The brace stays for another month. Angry, resentful, dissapointed.
It's really not such a big deal, I don't know why I'm so upset. Besides the fact that putting Avery in the awful brace is the worst part of my day, it's really not that bad. She doesn't know any difference because she's worn it for ten of her twelve weeks on earth. I know the difference and I truly hate it.
After our doc appointment today we went to the post office. They are always doing trainings there with students from the school for the blind down the street. Today there was a little girl, about ten years old, learning to find her way into the post office with the assistance of a guide. I felt so guilty seeing this. This girl won't experience a fraction of the things Avery will in her lifetime, and I feel like our life is a tragedy. I know most people with disabilities do not let it define them, if I learned anything from my last job it is that lesson alone! I also know that Avery's problems are only temporary and are treatable. Still, it feels very different when it's your child and their problems are out of your control. I can't do anything to speed this process up nor can I make it go away. It also makes me fearful to have another baby. So much can go wrong. I have not handled Avery's issues well, I don't think I could handle having a child with more complications.

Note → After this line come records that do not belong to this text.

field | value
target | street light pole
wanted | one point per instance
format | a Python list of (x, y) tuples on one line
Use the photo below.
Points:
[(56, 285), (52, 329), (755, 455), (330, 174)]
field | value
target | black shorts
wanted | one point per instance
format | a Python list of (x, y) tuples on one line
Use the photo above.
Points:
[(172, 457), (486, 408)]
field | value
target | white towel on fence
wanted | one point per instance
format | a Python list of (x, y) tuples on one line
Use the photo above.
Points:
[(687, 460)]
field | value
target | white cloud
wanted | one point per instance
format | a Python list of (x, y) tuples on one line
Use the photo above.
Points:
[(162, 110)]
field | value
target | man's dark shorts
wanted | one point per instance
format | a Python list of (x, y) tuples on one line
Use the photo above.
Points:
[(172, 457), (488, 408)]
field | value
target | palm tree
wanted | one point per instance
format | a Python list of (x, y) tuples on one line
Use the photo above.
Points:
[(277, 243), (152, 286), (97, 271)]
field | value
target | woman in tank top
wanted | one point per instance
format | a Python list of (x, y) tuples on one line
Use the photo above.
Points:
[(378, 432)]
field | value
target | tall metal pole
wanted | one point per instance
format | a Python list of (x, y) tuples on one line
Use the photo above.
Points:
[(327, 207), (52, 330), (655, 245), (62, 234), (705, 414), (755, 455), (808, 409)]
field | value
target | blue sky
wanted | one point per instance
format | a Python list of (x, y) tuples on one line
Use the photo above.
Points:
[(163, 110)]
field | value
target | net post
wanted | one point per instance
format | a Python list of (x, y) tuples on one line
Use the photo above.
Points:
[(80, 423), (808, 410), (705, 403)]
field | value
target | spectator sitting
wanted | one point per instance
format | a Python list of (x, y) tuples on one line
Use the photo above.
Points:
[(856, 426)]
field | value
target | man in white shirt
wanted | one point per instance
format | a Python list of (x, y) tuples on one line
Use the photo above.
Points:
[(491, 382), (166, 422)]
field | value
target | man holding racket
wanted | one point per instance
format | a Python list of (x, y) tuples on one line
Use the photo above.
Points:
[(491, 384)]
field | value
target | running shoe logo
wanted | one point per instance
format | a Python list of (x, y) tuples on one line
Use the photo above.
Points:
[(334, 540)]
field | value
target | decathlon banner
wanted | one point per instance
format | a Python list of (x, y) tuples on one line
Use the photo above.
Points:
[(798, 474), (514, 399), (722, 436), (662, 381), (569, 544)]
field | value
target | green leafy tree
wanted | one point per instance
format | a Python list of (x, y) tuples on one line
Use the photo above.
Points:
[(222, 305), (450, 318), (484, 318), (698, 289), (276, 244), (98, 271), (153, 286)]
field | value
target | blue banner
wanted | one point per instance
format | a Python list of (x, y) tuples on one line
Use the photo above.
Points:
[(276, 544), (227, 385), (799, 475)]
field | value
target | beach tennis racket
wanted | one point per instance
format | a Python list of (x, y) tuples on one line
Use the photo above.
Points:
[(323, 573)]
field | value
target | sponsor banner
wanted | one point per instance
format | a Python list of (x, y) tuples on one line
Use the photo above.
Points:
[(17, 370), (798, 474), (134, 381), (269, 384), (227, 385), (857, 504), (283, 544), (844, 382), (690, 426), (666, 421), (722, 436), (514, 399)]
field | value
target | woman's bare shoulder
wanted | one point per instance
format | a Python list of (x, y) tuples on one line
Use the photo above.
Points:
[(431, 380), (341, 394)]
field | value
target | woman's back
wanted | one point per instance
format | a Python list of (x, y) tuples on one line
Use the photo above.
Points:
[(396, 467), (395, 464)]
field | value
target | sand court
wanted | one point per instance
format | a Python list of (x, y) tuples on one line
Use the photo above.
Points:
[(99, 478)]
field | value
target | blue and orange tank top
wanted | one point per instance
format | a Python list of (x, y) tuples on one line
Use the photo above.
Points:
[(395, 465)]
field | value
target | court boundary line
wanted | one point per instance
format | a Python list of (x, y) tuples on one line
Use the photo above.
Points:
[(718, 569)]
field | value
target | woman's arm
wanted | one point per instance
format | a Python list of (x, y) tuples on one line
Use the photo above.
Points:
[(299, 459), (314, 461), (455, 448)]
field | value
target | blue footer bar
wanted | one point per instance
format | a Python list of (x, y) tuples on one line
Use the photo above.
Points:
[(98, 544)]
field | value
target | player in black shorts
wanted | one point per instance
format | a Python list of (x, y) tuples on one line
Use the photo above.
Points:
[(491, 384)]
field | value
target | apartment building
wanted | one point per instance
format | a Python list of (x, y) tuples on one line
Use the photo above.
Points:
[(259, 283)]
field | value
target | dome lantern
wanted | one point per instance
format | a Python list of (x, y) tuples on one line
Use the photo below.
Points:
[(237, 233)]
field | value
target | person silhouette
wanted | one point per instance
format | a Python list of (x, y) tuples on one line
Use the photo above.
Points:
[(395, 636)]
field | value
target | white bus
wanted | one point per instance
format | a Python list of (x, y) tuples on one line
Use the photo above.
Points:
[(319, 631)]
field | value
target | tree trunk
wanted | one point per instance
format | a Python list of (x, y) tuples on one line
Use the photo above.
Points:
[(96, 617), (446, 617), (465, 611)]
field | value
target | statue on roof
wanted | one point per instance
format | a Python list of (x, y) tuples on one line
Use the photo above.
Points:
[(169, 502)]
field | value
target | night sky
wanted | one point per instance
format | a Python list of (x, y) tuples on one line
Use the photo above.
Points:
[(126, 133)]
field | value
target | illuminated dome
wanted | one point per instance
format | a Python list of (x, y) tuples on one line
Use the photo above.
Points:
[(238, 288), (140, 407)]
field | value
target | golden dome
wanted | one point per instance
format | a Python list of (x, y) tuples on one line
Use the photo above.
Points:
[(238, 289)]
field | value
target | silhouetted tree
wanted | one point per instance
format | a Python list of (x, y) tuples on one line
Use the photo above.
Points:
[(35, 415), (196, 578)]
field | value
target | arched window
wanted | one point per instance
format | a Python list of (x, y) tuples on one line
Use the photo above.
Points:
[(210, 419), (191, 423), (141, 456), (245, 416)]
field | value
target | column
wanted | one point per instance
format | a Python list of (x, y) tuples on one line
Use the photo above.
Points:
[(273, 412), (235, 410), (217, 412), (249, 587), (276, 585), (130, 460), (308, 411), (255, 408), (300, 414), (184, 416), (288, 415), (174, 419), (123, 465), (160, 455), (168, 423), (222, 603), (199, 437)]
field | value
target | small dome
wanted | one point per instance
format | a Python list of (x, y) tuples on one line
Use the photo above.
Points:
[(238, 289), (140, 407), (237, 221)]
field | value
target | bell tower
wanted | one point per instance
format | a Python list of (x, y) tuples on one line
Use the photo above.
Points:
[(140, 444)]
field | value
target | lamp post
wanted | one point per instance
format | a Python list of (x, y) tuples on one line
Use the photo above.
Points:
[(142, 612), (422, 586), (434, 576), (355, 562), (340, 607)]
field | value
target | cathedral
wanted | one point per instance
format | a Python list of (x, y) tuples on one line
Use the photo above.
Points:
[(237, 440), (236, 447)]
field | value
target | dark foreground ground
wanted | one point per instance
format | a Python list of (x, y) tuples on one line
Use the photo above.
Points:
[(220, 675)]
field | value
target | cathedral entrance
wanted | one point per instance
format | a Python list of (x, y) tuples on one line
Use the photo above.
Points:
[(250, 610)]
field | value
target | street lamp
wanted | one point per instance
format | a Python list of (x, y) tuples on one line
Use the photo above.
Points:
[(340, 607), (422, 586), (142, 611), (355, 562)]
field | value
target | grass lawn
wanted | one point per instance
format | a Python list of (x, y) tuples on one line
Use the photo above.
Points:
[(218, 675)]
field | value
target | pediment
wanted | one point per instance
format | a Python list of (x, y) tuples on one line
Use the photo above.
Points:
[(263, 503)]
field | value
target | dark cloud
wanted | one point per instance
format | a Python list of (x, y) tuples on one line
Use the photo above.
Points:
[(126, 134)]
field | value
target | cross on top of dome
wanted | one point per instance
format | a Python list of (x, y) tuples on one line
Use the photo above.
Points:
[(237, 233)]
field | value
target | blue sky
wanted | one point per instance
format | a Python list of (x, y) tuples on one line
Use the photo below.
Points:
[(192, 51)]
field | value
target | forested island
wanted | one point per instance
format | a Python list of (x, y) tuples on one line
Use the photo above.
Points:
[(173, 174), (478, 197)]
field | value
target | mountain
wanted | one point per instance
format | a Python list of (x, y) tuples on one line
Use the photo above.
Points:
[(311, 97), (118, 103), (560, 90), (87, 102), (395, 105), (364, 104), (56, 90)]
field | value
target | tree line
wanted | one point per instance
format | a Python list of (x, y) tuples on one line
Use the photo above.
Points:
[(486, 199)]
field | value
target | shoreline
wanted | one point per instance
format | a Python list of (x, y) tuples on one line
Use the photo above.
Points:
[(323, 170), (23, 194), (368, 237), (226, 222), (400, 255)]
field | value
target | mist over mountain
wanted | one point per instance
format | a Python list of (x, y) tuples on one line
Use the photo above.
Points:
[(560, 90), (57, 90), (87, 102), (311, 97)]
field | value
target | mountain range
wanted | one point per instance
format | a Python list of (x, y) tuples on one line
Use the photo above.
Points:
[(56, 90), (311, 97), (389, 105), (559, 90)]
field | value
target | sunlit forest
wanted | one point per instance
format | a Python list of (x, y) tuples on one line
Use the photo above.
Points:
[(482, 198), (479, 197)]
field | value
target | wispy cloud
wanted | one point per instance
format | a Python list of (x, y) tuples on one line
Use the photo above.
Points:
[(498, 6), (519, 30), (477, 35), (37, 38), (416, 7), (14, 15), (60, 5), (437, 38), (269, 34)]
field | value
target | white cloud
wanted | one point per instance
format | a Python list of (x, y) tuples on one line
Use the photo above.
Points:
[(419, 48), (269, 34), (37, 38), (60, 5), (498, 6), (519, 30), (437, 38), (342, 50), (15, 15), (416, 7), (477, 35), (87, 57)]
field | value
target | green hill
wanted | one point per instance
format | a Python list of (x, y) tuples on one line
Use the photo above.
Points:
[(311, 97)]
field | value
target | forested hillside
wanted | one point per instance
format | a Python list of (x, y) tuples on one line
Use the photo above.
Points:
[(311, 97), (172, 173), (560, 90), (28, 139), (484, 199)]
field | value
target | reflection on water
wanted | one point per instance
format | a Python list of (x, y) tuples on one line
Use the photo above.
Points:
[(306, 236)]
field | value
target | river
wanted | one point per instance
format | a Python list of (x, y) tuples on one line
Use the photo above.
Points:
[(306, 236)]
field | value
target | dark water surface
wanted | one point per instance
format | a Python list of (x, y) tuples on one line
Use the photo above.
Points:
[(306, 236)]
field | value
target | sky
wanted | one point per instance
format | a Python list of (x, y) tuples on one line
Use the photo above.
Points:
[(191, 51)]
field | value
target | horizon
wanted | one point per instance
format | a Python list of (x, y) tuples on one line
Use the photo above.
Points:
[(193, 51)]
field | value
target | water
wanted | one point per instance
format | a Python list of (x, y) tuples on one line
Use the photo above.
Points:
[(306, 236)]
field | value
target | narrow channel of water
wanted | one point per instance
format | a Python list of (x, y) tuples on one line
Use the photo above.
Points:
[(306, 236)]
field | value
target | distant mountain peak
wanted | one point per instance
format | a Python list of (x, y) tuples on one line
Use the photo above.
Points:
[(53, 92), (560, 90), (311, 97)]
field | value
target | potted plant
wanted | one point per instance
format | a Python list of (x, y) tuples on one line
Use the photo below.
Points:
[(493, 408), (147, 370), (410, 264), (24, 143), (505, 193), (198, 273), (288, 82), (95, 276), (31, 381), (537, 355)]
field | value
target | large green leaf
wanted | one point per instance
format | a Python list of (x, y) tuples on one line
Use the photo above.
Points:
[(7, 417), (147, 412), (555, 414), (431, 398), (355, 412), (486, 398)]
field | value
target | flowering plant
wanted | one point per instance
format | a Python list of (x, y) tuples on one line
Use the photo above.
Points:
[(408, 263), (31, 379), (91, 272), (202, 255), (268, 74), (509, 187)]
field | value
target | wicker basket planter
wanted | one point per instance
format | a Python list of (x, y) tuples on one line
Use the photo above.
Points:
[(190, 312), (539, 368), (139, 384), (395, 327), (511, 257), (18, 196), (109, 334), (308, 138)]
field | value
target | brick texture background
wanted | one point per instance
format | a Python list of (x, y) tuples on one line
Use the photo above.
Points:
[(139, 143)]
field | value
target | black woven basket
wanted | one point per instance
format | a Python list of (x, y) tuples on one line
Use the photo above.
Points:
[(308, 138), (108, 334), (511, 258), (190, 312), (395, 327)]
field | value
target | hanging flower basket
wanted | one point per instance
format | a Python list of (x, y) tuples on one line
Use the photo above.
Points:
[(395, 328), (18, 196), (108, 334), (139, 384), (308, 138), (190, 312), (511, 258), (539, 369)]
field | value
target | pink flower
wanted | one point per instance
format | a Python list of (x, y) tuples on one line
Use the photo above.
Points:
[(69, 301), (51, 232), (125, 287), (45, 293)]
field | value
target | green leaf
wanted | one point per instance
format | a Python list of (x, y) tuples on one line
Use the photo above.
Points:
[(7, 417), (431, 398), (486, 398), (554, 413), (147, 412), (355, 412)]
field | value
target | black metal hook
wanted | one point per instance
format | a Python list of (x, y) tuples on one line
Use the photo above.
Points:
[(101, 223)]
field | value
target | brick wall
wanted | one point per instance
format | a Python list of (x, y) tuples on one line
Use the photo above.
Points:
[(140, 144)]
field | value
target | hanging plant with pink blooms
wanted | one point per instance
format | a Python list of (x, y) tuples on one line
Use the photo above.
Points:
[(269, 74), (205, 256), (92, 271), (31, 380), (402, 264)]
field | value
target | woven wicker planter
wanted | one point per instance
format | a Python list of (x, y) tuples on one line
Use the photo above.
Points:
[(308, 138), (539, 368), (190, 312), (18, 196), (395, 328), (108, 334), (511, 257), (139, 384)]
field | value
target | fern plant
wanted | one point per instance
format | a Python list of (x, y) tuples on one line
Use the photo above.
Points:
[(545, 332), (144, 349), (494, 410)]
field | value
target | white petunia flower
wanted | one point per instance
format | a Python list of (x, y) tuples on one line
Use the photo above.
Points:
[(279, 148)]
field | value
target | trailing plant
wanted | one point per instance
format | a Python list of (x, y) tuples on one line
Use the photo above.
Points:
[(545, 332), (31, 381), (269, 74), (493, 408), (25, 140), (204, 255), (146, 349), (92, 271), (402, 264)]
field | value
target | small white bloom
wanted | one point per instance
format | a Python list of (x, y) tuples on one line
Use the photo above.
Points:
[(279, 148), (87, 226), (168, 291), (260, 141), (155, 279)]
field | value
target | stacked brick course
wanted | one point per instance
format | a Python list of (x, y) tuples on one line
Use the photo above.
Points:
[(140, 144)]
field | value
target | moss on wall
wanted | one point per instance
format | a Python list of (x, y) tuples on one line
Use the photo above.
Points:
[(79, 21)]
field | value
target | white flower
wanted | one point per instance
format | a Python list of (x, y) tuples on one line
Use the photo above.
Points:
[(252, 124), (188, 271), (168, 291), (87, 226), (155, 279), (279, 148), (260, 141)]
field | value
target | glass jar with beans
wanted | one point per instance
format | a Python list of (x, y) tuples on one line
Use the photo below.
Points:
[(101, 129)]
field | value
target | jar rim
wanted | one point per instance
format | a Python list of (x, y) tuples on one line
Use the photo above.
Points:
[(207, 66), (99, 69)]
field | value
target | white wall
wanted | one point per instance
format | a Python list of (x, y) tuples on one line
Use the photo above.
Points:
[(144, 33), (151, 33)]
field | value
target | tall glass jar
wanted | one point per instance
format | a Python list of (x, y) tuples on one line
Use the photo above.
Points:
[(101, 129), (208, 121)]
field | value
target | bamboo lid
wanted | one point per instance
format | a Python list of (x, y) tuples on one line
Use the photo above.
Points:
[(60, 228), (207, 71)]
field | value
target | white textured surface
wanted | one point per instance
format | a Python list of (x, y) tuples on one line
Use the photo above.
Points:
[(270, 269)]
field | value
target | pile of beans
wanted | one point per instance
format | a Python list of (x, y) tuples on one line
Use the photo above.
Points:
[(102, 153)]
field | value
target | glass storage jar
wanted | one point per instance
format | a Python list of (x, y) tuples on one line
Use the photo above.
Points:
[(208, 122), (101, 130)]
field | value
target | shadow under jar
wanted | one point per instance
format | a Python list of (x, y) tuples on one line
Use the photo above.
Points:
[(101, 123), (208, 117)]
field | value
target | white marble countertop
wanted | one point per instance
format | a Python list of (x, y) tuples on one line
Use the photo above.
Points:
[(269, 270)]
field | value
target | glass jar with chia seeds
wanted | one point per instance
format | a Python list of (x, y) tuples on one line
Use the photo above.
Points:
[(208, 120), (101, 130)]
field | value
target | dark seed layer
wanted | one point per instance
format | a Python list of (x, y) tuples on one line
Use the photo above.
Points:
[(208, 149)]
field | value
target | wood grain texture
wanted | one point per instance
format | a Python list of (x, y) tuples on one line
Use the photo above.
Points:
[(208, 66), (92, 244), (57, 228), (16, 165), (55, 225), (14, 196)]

I have no right to be so upset about this. Everything is going to be fine and she is a very happy girl. She may reach some of her developmental milestones a bit later than average, she has a closet full of wasted clothes that she will never wear, and she has to wear a grungy brace everyday. Other than that her life is awesome and I'm reassured of that every time she gives me a huge smile. If only mommy could have that outlook on life....working on it.